You could always loop over the low-level rowvals and nonzeros of the sparse matrix.

Ideally, @view on a sparse-CSC matrix would create a sparse vector with views of the data. I tried defining this:

using SparseArrays
using SparseArrays: AbstractSparseMatrixCSC, getcolptr
function Base.view(x::AbstractSparseMatrixCSC, ::Colon, j::Integer)
checkbounds(x, :, j)
r1 = convert(Int, getcolptr(x)[j])
r2 = convert(Int, getcolptr(x)[j+1]) - 1
return @views SparseVector(size(x, 1), rowvals(x)[r1:r2], nonzeros(x)[r1:r2])
end

but it fails because SparseVector requires its arguments to be Vector and doesn’t accept views. Would be nice to generalize this type to allow other AbstractVector types.

You could always loop over the low-level rowvals and nonzeros of the sparse matrix.

That improves the performance:

function foo3(x,A)
for j in axes(A,2)
r1 = SparseArrays.getcolptr(A)[j]
r2 = SparseArrays.getcolptr(A)[j+1]-1
if isequal(rowvals(A)[r1:r2],rowvals(x)) && isequal(nonzeros(A)[r1:r2],nonzeros(x))
return true
end
end
return false
end

Try putting @views on this line (or on a surrounding block) so that you don’t make a copy with slices. Also, isequal is probably not the function you want here:

Just put @views on the whole block of code, and it will change every [...] slice into a view, including expressions like rowvals(A)[r1:r2].

(@views is one of those syntaxes that seems to be under-used in Julia code … it’s a lot cleaner than putting @view or view(...) on every slicing expression.)

Thanks! I fixed it using dropzeros!(x) in my first line, which doesn’t add any allocations.

Unfortunately, that changes x, which works for me, but it is obviously not a feasible replacement for x in eachcol(A). I don’t have any non-structural zeros in A, but for a general solution, that would also have to be taken into account.

The zeros might have to be dropped in A too (as non-structural zeros on either side of equality may mess it up)… I see you have already taken note of this.

Another point is the difficulty of benchmarking this operation, as the test will vary widely in timing depending on the specific instance of x and A (and the correct value of x in eachcol(A)).

An efficient implementation of in should stop as soon as it finds the first match. There is no point in comparing the remaining columns since the result won’t change. For benchmarking, one should probably consider the worst case, i.e., no match and the full search. In my example above, I considered one of the last columns to have a long search, but I confess that the choice was ad hoc.

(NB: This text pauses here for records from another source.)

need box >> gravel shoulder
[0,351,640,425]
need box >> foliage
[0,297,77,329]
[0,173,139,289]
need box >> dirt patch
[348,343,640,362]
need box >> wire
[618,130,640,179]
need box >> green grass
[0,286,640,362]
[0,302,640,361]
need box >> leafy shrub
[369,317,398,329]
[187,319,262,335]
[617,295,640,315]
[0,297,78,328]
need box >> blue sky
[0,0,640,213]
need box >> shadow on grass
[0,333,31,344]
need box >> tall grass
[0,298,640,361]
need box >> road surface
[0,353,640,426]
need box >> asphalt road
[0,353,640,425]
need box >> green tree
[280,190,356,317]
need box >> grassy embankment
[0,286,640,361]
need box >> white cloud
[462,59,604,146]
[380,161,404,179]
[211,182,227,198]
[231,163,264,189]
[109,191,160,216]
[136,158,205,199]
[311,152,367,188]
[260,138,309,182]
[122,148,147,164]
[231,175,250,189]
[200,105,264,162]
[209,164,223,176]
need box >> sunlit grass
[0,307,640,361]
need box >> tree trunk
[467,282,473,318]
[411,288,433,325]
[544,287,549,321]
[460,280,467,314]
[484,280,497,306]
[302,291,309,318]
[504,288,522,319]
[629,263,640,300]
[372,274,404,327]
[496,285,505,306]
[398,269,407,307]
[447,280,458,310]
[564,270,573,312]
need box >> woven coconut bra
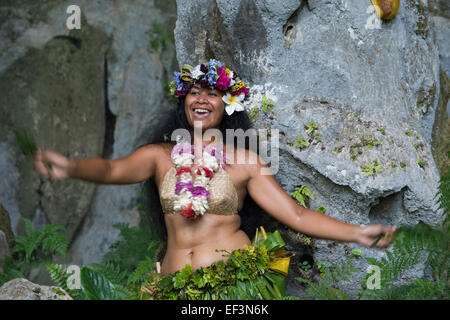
[159,157,239,215]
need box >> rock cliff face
[0,0,450,294]
[0,278,73,300]
[175,0,448,296]
[0,0,176,272]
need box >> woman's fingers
[376,226,395,248]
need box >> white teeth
[194,109,210,113]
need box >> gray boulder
[175,0,448,294]
[0,278,73,300]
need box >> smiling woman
[34,59,395,299]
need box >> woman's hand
[356,224,396,248]
[33,150,71,180]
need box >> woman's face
[184,84,225,130]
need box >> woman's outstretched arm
[246,150,395,248]
[33,145,160,184]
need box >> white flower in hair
[173,153,194,167]
[191,65,204,79]
[222,93,245,116]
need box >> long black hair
[141,98,267,251]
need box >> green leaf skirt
[140,228,289,300]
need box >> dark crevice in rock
[102,56,116,159]
[53,36,81,49]
[369,187,408,225]
[283,1,309,49]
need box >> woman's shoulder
[225,147,264,167]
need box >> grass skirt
[141,227,289,300]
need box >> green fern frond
[127,257,155,285]
[296,257,359,300]
[90,262,128,284]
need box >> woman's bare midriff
[161,213,250,275]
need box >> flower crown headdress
[169,59,250,115]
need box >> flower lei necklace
[172,141,225,219]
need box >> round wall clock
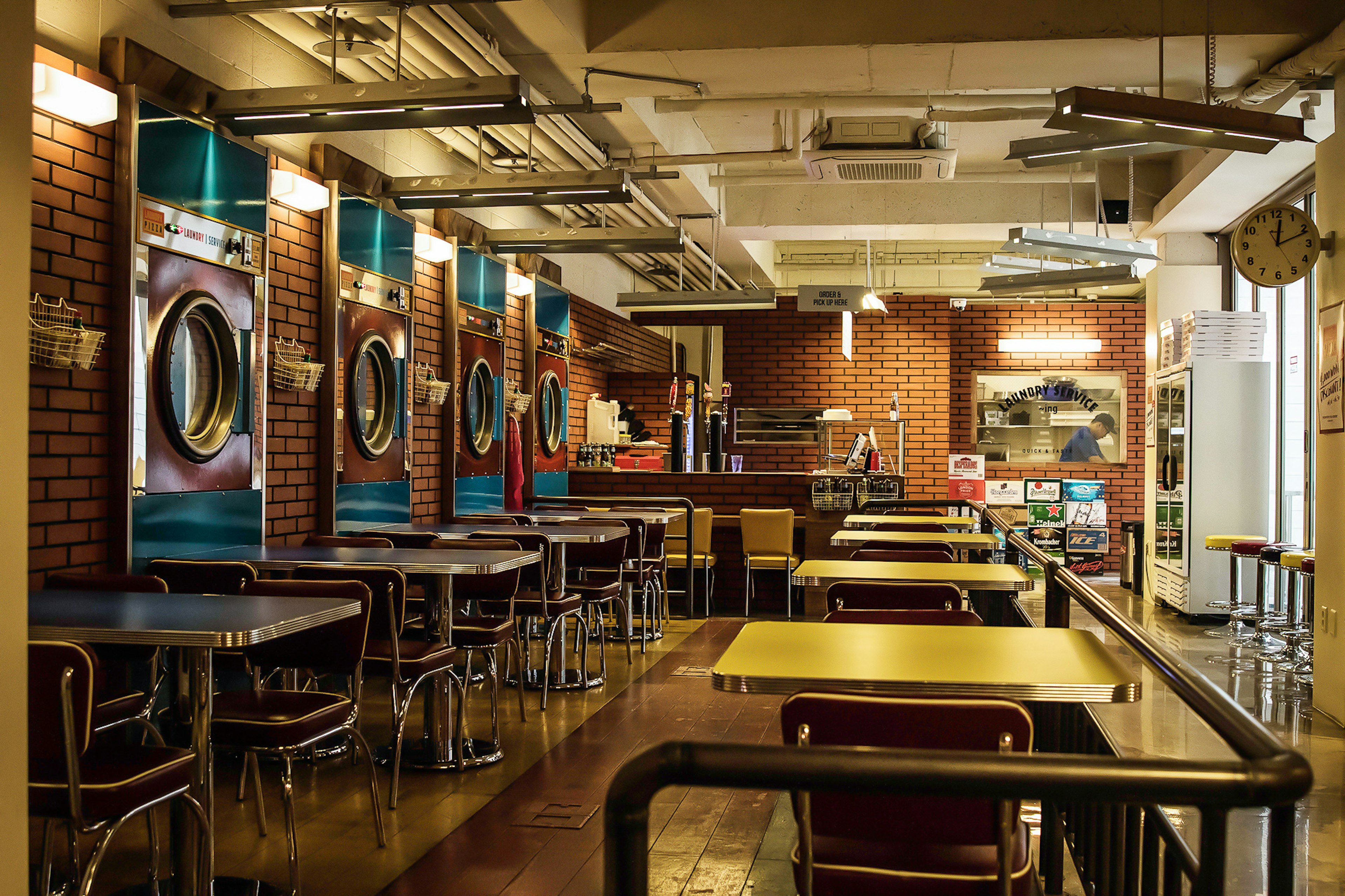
[1233,206,1322,286]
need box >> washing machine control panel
[340,264,412,316]
[136,196,265,275]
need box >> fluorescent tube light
[999,338,1102,355]
[616,289,775,312]
[270,171,332,211]
[32,62,117,128]
[382,169,635,209]
[416,233,453,265]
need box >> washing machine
[531,277,570,498]
[328,192,416,532]
[126,91,269,568]
[453,249,507,514]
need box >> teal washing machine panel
[453,476,504,515]
[130,488,262,569]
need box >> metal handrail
[529,495,710,619]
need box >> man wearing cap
[1060,413,1116,464]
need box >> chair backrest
[860,538,956,557]
[145,560,257,595]
[780,692,1032,846]
[371,529,439,550]
[873,523,948,535]
[433,533,523,603]
[243,578,374,675]
[850,550,952,564]
[46,573,168,595]
[738,507,794,554]
[304,533,393,548]
[295,567,406,640]
[28,640,98,759]
[827,581,962,611]
[822,610,983,626]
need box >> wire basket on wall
[28,293,105,370]
[272,339,324,391]
[412,362,449,405]
[504,380,533,414]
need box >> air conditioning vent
[803,150,958,183]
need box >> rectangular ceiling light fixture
[206,75,535,137]
[485,227,686,254]
[999,227,1159,265]
[1047,88,1310,155]
[616,289,775,312]
[1005,128,1186,168]
[999,338,1102,355]
[383,169,634,209]
[980,265,1139,296]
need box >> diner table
[711,621,1140,704]
[172,545,541,771]
[842,514,980,529]
[28,591,359,893]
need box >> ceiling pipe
[654,93,1050,114]
[1215,20,1345,106]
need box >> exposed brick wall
[410,225,446,522]
[266,156,324,545]
[28,47,118,586]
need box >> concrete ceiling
[460,0,1342,284]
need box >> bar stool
[1228,542,1298,653]
[1205,535,1267,638]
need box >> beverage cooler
[1146,359,1275,615]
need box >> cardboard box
[1065,500,1107,526]
[1023,479,1064,505]
[986,479,1028,505]
[1061,479,1107,500]
[1028,500,1065,526]
[1065,526,1110,556]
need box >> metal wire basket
[28,293,105,370]
[272,339,325,391]
[412,362,449,405]
[504,380,533,414]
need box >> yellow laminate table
[843,514,980,529]
[831,529,1001,550]
[792,560,1032,591]
[711,621,1139,704]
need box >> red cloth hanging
[504,414,523,510]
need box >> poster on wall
[1317,303,1345,433]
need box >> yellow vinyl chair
[738,507,800,619]
[664,507,718,616]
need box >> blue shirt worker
[1060,414,1116,464]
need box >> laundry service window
[971,370,1126,464]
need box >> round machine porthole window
[463,358,495,457]
[157,292,238,463]
[537,370,565,457]
[349,332,397,460]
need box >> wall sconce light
[999,339,1102,355]
[416,233,453,265]
[504,270,537,299]
[32,62,117,128]
[270,171,332,211]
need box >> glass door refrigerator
[1147,358,1275,615]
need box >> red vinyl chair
[822,610,982,626]
[210,578,387,895]
[28,640,214,896]
[850,550,952,564]
[47,573,168,747]
[780,693,1037,896]
[827,581,962,612]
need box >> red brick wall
[28,47,118,586]
[266,156,323,545]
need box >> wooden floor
[67,620,715,896]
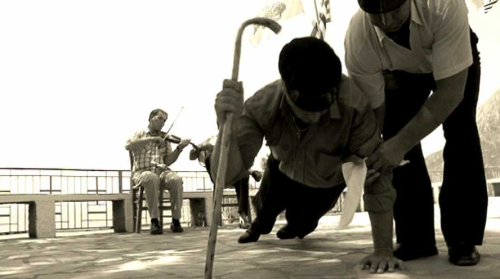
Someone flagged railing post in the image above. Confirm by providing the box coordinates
[118,171,123,194]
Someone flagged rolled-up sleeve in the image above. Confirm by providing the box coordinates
[238,108,264,176]
[432,1,472,80]
[344,12,385,108]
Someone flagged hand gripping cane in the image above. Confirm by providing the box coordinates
[205,17,281,279]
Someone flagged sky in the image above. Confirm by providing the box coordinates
[0,0,500,170]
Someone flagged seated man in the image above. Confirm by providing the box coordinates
[211,37,401,272]
[189,140,262,229]
[125,109,190,234]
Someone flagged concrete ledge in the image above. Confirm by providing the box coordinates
[0,194,133,238]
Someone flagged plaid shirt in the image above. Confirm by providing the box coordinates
[129,130,172,173]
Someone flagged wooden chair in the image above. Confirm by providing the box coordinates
[129,151,171,233]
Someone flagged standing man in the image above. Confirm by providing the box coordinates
[125,109,190,234]
[211,37,400,273]
[345,0,488,265]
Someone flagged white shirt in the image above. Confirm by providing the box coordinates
[344,0,472,108]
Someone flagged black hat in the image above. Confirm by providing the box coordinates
[358,0,406,14]
[278,37,342,111]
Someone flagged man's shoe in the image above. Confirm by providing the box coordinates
[170,219,184,233]
[448,243,481,266]
[276,224,304,239]
[238,230,260,243]
[394,244,438,261]
[240,216,251,230]
[149,222,163,234]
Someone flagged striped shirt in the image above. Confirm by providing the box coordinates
[129,130,172,173]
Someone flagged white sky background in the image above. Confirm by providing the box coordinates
[0,0,500,170]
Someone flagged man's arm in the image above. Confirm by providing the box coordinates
[210,80,264,184]
[163,139,191,166]
[367,69,467,170]
[125,137,163,151]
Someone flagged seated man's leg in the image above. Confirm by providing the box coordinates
[161,171,184,232]
[238,156,291,243]
[134,171,163,234]
[284,183,346,239]
[234,177,250,229]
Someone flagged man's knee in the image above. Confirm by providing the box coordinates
[138,171,160,187]
[162,172,184,191]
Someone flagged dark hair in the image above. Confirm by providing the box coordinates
[148,109,168,121]
[278,37,342,111]
[278,37,342,97]
[358,0,406,14]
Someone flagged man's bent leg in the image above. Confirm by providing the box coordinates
[238,154,290,243]
[134,171,160,219]
[161,171,184,220]
[383,71,437,260]
[439,28,488,252]
[284,183,346,239]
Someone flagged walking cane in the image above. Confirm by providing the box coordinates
[204,17,281,279]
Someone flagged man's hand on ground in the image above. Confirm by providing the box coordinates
[177,139,191,150]
[365,169,380,186]
[359,251,404,273]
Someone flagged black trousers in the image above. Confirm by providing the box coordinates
[383,30,488,245]
[250,154,345,237]
[234,177,250,217]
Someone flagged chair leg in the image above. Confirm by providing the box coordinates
[159,189,164,228]
[135,187,144,233]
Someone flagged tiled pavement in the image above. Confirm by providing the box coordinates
[0,198,500,279]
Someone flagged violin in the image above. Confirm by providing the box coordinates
[164,134,199,149]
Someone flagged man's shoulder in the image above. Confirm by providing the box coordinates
[344,9,378,63]
[413,0,467,21]
[134,129,147,139]
[338,75,369,111]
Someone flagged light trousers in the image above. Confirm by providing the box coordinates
[133,170,184,219]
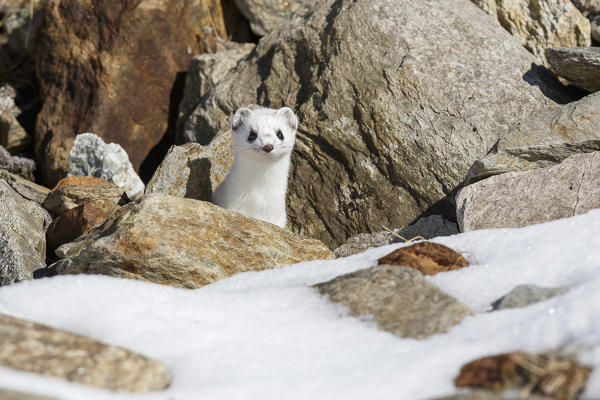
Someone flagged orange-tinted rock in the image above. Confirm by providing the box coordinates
[52,176,110,190]
[35,0,226,186]
[454,352,591,400]
[379,242,469,275]
[46,200,119,252]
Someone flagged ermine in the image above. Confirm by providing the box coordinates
[213,107,298,228]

The correct value of x in eachcol(A) is indeed a design question. One has to decide if x shall be considered a column of A if it differs by non-structural zeros. I would suggest considering that true because it is in line with x == A[:,i] and the dense transformations from my initial post y in eachcol(B).

Here is a little shortcut optimization (assuming no non-structural zeros):

function foo4(x,A)
for j in axes(A,2)
r1 = SparseArrays.getcolptr(A)[j]
r2 = SparseArrays.getcolptr(A)[j+1]-1
r2-r1+1 == nnz(x) || continue
@views if rowvals(A)[r1:r2] == rowvals(x)
if nonzeros(A)[r1:r2] == nonzeros(x)
return true
end
end
end
return false
end

It exploits the necessity of column length to equal vector length (non-zeros-wise).